Del Rincón: ¿Nunca quiso regresar a España?
Ribera: Mire usted, siempre he dicho que España es madre amantísima para los forasteros y madrastra cruel para sus hijos. Mi vida la hice en otro lado y como usted comprenderá…

Del Rincón: Usted fue una de las figuras de la pintura del siglo XVII, no solo de la española, sino de Europa. Rembrandt tenía uno de sus grabados en su colección y en El Prado hay más de 40 cuadros suyos.
Ribera: Muchos coleccionistas españoles, incluidos los reyes, compraban mis obras. El propio Velázquez me visitó en 1630 y mi fama se extendió por España. También el Duque de Alcalá, el Virrey, fue mi mecenas y me encargó obras como _ La mujer barbuda o una serie de Filósofos, cuyos modelos de aspecto vulgar representé con intensa realidad.

Del Rincón: Por desarrollar el tenebrismo y elegir fondos siniestros y temas patéticos, Lord Byron llegó a decir que usted pintaba con la sangre de los santos.
Ribera: El tenebrismo fue al inicio, pues la propuesta de Caravaggio me obsesionaba. Con los años, mi pintura se volvió colorista. Mi pincelada, por influencia de Van Dyck, se tornó más espesa y luminosa, aunque retomé el tenebrismo al final de mi vida, tal vez por la enfermedad que me afligió.
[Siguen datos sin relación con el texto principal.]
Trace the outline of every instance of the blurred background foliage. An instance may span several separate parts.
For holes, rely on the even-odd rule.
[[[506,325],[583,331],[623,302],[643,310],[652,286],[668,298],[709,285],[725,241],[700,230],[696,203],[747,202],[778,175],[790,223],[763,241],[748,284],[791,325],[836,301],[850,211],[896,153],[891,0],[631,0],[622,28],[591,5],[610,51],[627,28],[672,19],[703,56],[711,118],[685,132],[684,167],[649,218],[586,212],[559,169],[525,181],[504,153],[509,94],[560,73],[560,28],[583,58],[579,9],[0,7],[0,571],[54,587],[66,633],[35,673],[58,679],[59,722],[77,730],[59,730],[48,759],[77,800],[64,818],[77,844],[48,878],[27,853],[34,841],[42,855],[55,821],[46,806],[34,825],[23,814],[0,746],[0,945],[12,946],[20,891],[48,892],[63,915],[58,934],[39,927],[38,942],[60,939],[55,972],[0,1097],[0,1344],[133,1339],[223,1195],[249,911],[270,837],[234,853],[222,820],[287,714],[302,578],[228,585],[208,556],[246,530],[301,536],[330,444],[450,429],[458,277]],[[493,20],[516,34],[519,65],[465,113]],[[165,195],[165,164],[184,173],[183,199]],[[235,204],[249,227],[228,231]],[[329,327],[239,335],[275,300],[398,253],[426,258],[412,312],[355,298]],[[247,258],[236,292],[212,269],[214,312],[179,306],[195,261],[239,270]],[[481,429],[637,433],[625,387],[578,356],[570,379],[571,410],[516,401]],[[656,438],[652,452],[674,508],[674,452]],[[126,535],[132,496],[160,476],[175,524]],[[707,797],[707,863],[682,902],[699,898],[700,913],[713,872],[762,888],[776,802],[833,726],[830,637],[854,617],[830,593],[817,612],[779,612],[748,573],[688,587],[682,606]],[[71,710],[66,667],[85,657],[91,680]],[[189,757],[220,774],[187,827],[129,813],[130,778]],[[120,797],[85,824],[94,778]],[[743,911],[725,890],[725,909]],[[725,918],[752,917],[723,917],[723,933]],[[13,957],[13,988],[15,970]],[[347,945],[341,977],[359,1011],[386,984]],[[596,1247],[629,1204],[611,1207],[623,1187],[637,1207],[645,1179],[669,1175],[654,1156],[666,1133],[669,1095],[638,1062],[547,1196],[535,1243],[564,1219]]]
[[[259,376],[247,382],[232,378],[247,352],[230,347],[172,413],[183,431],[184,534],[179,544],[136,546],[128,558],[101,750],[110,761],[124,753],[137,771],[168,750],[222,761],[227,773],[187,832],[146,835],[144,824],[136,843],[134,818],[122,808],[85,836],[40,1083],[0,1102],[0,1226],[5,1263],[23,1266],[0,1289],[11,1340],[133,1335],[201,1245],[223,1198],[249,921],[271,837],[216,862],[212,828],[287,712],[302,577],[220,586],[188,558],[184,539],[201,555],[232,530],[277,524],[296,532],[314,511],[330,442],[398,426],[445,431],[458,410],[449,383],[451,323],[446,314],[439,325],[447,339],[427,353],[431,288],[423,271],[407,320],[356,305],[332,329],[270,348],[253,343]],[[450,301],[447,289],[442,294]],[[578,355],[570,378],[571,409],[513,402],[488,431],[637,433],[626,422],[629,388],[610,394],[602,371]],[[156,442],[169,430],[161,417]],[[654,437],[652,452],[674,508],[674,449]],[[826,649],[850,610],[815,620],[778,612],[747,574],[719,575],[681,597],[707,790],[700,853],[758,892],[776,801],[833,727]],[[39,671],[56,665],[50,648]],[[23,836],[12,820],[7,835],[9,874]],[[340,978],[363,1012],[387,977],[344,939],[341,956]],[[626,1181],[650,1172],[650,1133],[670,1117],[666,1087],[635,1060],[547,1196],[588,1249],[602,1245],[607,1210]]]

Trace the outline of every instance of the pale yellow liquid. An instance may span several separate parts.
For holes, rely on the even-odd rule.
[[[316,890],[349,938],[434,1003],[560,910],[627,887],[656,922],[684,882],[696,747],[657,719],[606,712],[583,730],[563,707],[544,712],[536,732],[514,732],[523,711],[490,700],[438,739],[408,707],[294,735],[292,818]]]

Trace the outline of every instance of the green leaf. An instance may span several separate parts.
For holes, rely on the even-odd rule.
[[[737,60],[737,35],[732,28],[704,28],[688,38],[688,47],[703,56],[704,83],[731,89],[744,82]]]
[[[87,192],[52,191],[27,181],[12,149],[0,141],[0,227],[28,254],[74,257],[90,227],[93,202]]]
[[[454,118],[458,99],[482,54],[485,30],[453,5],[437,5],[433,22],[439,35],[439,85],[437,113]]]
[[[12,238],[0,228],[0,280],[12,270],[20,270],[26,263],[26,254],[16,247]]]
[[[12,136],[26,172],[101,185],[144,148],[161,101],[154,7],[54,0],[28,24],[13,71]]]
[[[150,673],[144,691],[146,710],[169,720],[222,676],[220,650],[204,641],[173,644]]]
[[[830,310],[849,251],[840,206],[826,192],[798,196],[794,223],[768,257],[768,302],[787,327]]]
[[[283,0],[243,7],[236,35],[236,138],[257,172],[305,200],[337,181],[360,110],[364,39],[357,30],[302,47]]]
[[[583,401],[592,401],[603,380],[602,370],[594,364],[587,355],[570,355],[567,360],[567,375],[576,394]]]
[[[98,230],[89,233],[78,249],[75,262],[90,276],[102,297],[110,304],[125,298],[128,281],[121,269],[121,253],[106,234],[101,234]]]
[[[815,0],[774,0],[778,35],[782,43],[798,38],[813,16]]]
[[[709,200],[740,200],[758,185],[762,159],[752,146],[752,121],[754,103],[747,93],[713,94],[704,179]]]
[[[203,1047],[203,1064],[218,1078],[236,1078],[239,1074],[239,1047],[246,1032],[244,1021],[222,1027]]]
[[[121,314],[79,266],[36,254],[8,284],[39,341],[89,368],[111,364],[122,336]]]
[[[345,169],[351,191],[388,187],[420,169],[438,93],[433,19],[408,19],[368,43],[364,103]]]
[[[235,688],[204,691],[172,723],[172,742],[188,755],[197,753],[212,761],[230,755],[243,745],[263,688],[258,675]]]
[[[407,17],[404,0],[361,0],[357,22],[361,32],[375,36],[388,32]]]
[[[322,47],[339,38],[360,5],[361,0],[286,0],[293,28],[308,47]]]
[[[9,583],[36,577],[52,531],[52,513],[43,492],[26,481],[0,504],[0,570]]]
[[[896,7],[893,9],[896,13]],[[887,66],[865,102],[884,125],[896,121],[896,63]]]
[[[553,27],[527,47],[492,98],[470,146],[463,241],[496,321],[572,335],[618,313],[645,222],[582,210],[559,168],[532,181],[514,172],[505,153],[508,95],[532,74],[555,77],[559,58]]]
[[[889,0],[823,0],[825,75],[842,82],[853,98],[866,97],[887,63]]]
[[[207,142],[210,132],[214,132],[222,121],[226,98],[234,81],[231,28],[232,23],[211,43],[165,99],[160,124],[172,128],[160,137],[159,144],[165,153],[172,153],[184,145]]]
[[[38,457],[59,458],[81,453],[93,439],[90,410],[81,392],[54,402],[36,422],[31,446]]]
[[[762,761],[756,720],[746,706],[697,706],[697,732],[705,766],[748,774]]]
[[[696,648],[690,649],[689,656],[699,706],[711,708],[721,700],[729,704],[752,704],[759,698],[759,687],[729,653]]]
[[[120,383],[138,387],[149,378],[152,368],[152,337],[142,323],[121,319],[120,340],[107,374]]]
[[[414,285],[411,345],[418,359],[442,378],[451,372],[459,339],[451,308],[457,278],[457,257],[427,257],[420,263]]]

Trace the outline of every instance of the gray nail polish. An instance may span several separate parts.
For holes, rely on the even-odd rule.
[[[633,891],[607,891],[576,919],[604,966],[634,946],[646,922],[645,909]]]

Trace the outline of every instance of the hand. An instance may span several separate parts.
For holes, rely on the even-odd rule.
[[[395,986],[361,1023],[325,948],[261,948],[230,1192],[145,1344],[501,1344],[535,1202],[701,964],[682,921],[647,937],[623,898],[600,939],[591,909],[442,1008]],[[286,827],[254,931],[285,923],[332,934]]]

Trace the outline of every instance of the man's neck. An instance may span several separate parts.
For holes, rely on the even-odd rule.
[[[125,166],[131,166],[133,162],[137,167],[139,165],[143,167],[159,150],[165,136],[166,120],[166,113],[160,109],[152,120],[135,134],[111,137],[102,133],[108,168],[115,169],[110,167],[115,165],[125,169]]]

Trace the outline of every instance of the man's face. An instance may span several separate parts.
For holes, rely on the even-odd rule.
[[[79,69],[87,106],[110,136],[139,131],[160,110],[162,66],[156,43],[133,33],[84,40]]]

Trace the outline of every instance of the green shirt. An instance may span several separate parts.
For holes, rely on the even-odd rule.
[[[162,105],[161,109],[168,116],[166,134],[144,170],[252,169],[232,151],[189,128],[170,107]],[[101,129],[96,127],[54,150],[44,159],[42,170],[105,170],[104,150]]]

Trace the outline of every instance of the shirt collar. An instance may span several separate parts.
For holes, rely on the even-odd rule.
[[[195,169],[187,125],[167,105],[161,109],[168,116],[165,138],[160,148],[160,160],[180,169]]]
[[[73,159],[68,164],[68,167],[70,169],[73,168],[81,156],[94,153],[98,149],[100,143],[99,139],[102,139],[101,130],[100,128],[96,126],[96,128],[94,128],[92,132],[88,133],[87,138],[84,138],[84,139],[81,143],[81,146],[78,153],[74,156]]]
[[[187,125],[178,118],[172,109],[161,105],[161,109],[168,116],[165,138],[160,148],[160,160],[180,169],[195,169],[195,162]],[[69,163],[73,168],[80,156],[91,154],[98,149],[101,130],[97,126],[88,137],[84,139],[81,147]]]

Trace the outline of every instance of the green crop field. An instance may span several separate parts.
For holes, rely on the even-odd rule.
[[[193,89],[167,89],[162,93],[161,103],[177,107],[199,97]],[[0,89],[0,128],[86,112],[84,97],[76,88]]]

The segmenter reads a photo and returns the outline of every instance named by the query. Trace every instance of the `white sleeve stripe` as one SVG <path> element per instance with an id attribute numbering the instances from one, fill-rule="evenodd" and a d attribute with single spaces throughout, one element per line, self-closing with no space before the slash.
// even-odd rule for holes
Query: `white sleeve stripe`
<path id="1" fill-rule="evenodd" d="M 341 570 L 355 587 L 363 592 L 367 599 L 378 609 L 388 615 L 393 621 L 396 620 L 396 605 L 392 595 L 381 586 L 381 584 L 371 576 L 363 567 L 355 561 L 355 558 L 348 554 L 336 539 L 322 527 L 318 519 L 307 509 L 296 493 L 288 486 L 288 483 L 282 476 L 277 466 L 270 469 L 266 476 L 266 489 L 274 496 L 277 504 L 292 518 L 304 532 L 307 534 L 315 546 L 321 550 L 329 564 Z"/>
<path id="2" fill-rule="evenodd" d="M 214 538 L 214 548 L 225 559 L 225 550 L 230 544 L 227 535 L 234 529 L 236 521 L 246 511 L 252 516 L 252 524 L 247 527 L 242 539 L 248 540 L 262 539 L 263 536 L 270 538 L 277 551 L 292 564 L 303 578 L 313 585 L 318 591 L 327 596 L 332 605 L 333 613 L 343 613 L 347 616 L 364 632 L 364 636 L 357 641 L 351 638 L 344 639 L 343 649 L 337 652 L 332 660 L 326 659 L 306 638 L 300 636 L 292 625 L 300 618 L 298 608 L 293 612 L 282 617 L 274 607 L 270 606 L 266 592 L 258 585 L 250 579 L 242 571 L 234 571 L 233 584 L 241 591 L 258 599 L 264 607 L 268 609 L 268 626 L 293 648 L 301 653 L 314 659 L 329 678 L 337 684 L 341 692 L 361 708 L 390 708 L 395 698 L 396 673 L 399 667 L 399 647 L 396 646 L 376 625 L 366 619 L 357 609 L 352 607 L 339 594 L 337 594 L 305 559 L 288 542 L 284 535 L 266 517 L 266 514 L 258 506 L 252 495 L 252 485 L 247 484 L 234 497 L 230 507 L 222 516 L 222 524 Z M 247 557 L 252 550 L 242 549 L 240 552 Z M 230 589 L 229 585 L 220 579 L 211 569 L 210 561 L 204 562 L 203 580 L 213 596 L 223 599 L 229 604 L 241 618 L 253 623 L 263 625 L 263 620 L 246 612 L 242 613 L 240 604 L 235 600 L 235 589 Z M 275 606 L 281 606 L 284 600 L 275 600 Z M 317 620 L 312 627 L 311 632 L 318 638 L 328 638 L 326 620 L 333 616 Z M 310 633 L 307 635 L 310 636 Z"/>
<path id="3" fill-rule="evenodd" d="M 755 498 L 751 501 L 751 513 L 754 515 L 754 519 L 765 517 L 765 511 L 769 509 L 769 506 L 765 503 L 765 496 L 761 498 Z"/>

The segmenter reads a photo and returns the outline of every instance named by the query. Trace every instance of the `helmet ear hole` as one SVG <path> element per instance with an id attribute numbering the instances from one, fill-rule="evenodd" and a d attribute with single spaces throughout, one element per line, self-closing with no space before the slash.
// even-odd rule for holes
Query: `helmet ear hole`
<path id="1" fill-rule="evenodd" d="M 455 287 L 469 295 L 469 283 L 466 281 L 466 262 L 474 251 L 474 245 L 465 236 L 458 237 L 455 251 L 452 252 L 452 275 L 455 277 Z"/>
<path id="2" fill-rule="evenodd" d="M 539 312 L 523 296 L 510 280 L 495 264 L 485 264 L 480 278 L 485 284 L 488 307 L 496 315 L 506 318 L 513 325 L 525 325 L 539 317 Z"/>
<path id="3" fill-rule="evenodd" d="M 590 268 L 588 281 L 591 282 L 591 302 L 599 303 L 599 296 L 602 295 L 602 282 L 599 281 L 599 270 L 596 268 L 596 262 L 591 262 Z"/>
Del Rincón: ¿Su obra favorita?
Ribera: La Inmaculada Concepción, que se encuentra en la iglesia del Convento de las Agustinas Recoletas de Salamanca y es considerada como una obra maestra de la pintura barroca napolitana y española. Fue un encargo del Conde de Monterrey y Virrey de Nápoles para su panteón en la Iglesia del Convento.

Del Rincón: ¿Tuvo discípulos?
Ribera: Varios, el más aventajado de los cuales fue Luca Giordano.

Del Rincón: Maestro, ¿dónde vive?
Ribera: En el Olimpo, y allí me dirijo. Y haciendo un saludo desapareció, mientras el modelo de Arquímedes retornaba a su cuadro.